On November 14, the National Women’s Business Council released a new infographic demonstrating the impact of the Women-Owned Small Business Federal Contract Program (WOSB FCP) and the increasing importance of WOSBs in government contracting.
In 2000, the Equity for Contracting for Women Act reiterated an existing goal of giving five percent of federal contracts and award dollars to women-owned small businesses; this act served as the backbone for the WOSB FCP. The WOSB FCP was implemented in the beginning of fiscal year 2011, although the analysis covers data from 2000 through the first half of 2013. The program aims to reduce the inequity in contract and award distribution of prime federal contracts to WOSBs through the use of set-asides, and has designated 83 NAICS codes (i.e., 83 industries) in which WOSBs are underrepresented. This infographic examines the impact of the program, as well as general trends in WOSBs and federal procurement.
Please see the footnote below for important information on methodology, as the practices used in this analysis may differ substantially from those of other government entities.
Important highlights from the infographic include:
- In 2012, WOSBs were awarded 182,791 contracts worth $11.5 billion.

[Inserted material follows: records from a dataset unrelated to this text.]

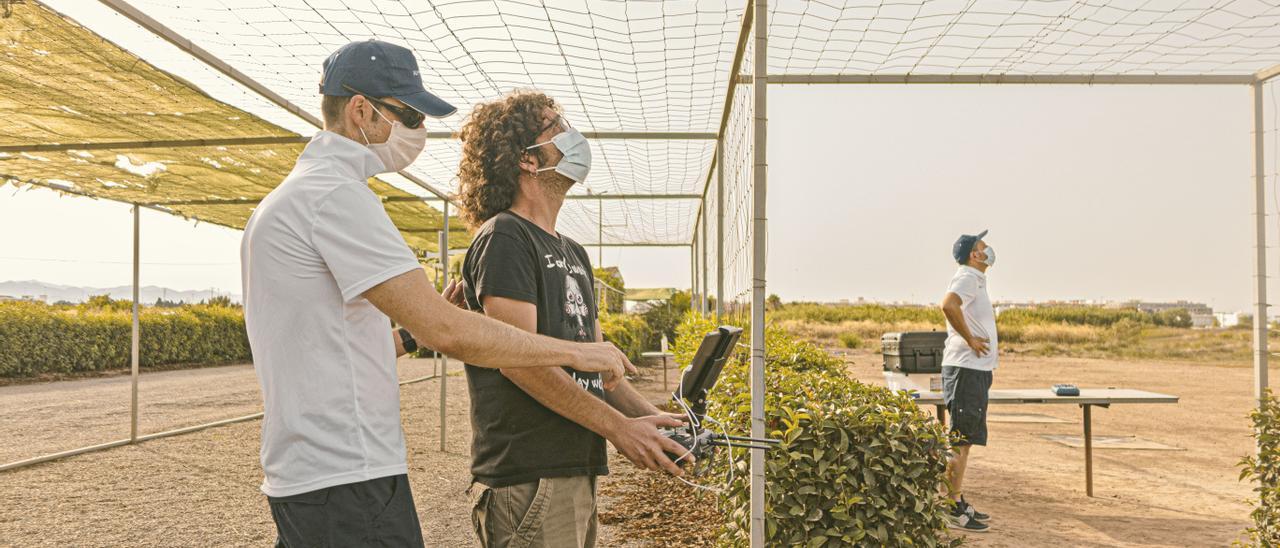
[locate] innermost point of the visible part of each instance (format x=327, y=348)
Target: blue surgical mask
x=576, y=161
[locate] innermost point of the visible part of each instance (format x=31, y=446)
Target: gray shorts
x=376, y=512
x=964, y=391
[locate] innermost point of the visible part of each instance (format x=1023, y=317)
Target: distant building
x=1228, y=319
x=1152, y=307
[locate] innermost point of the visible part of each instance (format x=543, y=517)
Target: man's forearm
x=411, y=301
x=554, y=389
x=400, y=345
x=956, y=318
x=630, y=402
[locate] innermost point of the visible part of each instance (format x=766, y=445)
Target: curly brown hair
x=493, y=142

That amounts to 11.5% of all contracts and 5.3% of all award dollars.
- Since 2000, WOSBs have received an increasing share of contracts and awards, not only within the 83 designated industries but in other industries as well. But although WOSBs are generally meeting the contract threshold within the 83 underrepresented industries, they remain underrepresented in terms of awards share.
- Since 2000, the number of federal agencies meeting the 5% goal has generally increased,although there are more agencies meeting the contracting goal than the award goal. The top five agencies in terms of number of contracts awarded are the Department of Defense, Department of Justice, Department of Veterans Affairs, Department of the Interior, and the General Services Administration. These agencies have all met the 5% goal for contracts awarded since fiscal year 2000—and represent 88% of total WOSB contracts.
Although it is clear that WOSBs have made substantial progress in the federal marketplace, there are still areas for improvement. Some findings from the report may be useful for WOSBs in the procurement arena, most notably that:
- There is a high rate of turnover among WOSB vendors. Almost half of all WOSB vendors received contracts only in a single fiscal year. Consistent with general procurement trends for WOSBs, vendors with more longevity and stability (i.e., receiving contracts in multiple fiscal years) were able to secure a larger portion of contracts through the use of the WOSB and EDWOSB (economically disadvantaged WOSB) set-asides. Thus, it is important for women business owners to stay involved in procurement.
- The most frequent type of contract action for WOSBs from FY2007 to FY2012 was purchase orders, followed closely by delivery orders. One reason for potential disparities in award levels between WOSBs and non-WOSBs is that the average award for a purchase order contract was only worth 12 percent of the average award for a delivery order contract. Interestingly, the majority of dollars awarded to WOSBs come from delivery orders. This suggests that the type of contract may be just as important as the number of contracts.
Finally, there was another interesting trend:
- Award dollars are concentrated among a small number of WOSB vendors. For example, in 2012, 20% of awards (amounting to $2.3 billion) went to 44 WOSB vendors. The other 80% of awards ($9.2 billion) went to 17,648 vendors.
Overall, it appears that the outlook for WOSBs in government contracting is good. Shares of contracts and awards going to WOSBs have been steadily increasing over the last decade, and our infographic includes tips for owners of WOSBs who are interested or already involved in federal procurement. You can view the full text report here.
Note on methodology:
This analysis covers the period from the federal government’s fiscal year 2000 through the first half of fiscal year 2013 (March 2013). Data was procured directly from www.usaspending.gov; contact Erin Kelley at firstname.lastname@example.org for the complete data book. This research evaluated WOSB procurement in terms of contracts, as opposed to actions. This is an important distinction, as numerous government organizations rely on actions when reporting small business data. However, multiple actions can, and do, occur on the same contract for a particular vendor. We focused on the total contract value for a specific contract by employing a contract “roll-up” process that consolidated multiple actions into a single contract database record.